CONTACT: Anna Schumann
Communications Director
aschumann@clw.org
COUNCIL FOR A LIVABLE WORLD DISAPPOINTED IN BIDEN ADMINISTRATION FOR CATERING TO “BLOATED MILITARY FANTASIES OF YESTERDAY”
(APRIL 9 – WASHINGTON) The Biden administration’s release of a partial Fiscal Year 2022 federal budget seems to maintain the defense-spending status quo, despite hopes that it would mark a significant decrease, says Council for a Livable World, the nation’s oldest advocacy organization focused on sound national security policy including reducing nuclear threats. The administration, and Congress, must do more to cut wasteful defense spending and set this country down a more sustainable strategic path.
The new request reportedly includes $715 billion in Pentagon spending, which does not include defense-related spending from the Department of Energy and miscellaneous smaller sources.

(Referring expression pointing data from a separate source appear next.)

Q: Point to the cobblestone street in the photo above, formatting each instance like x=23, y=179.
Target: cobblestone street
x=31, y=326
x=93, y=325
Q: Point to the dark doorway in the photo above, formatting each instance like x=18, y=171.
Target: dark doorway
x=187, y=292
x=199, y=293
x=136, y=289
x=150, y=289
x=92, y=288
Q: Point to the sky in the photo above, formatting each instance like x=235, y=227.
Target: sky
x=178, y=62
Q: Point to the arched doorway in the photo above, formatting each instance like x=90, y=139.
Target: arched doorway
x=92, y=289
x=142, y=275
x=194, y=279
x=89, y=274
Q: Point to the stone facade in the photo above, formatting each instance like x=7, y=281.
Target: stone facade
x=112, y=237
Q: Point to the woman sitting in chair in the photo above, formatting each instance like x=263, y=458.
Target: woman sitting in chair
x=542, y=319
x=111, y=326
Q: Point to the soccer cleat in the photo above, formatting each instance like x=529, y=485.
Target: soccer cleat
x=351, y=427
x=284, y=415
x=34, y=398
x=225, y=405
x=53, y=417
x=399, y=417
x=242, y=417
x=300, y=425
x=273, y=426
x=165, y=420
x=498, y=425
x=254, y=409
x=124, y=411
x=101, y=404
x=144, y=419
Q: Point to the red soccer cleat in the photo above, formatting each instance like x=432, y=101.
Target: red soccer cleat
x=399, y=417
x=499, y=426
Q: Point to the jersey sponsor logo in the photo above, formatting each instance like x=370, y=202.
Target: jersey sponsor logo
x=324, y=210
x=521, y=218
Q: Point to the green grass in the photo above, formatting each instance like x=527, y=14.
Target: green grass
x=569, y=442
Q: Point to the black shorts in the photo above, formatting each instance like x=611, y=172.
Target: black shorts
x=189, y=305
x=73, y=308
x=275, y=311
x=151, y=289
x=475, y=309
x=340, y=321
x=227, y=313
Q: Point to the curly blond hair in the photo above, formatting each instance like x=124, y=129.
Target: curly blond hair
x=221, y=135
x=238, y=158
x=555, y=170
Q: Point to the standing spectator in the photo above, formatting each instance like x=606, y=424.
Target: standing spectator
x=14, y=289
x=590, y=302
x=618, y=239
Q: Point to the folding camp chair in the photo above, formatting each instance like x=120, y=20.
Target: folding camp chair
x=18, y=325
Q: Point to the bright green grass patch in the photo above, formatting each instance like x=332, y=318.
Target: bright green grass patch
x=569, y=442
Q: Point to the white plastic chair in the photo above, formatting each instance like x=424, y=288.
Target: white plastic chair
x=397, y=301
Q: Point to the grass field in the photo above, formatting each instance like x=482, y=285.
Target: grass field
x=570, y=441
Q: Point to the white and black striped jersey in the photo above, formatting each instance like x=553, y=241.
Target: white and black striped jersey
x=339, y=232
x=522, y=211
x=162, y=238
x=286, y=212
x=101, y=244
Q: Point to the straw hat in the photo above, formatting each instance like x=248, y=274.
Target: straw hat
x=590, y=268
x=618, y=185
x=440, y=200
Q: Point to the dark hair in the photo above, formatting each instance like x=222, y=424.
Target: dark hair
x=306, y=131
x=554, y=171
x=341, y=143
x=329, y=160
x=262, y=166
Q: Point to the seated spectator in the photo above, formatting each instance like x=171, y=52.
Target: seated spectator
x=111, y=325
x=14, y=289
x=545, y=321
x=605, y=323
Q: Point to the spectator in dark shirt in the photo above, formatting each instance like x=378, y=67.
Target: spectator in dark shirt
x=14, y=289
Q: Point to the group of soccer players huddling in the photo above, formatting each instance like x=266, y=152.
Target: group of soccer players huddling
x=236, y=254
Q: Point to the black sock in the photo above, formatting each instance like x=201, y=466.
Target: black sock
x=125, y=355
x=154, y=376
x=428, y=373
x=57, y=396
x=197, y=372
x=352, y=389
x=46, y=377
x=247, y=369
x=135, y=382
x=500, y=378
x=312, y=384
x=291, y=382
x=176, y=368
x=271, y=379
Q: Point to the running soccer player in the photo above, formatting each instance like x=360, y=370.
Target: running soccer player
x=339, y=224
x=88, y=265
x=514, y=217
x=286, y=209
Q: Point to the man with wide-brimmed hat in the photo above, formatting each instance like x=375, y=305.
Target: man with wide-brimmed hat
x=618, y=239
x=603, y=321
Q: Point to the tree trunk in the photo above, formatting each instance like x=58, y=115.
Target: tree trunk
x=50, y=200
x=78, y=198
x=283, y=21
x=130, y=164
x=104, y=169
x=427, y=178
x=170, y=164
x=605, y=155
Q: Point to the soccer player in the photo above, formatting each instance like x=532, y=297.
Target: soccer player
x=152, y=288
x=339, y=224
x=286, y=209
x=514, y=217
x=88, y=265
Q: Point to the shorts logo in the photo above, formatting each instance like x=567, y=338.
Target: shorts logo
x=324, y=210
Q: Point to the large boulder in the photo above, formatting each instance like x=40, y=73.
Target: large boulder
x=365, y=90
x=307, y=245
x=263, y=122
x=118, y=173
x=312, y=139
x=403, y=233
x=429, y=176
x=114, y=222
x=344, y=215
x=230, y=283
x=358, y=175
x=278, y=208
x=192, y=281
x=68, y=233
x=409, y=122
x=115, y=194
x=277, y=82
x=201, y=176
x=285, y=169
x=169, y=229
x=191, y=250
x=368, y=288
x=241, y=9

In response, Council for a Livable World Executive Director, former nine-term Congressman John Tierney, released the following statement:
“While President Biden’s military budget request is less than former President Donald Trump planned to ask for, it should still be further reduced during congressional budget consideration. The fact is, we cannot allow a three-quarters-of-a-trillion-dollar Pentagon budget to be considered normal in any way. Much work remains to divest ourselves of legacy weapons systems and strategies intended to fight the Cold War. We must reduce wasteful spending to meet the moment we find ourselves in now.
The United States continues to spend more on defense than the next 10 countries combined and our current Pentagon budget rivals defense spending at the height of the Vietnam War.
At the same time, the United States remains bogged down in small wars around the world with no clear metrics for success while maintaining about 800 military bases around the world.
But in a year when more Americans have died from a virus than in all of the wars we have fought in the 20th and 21st centuries, it is time to realize that throwing more money at the Pentagon does not make us safer. Congress should work with the administration to build a new national security strategy that will prepare us for the realities we face now and tomorrow, not the bloated military fantasies of yesterday.”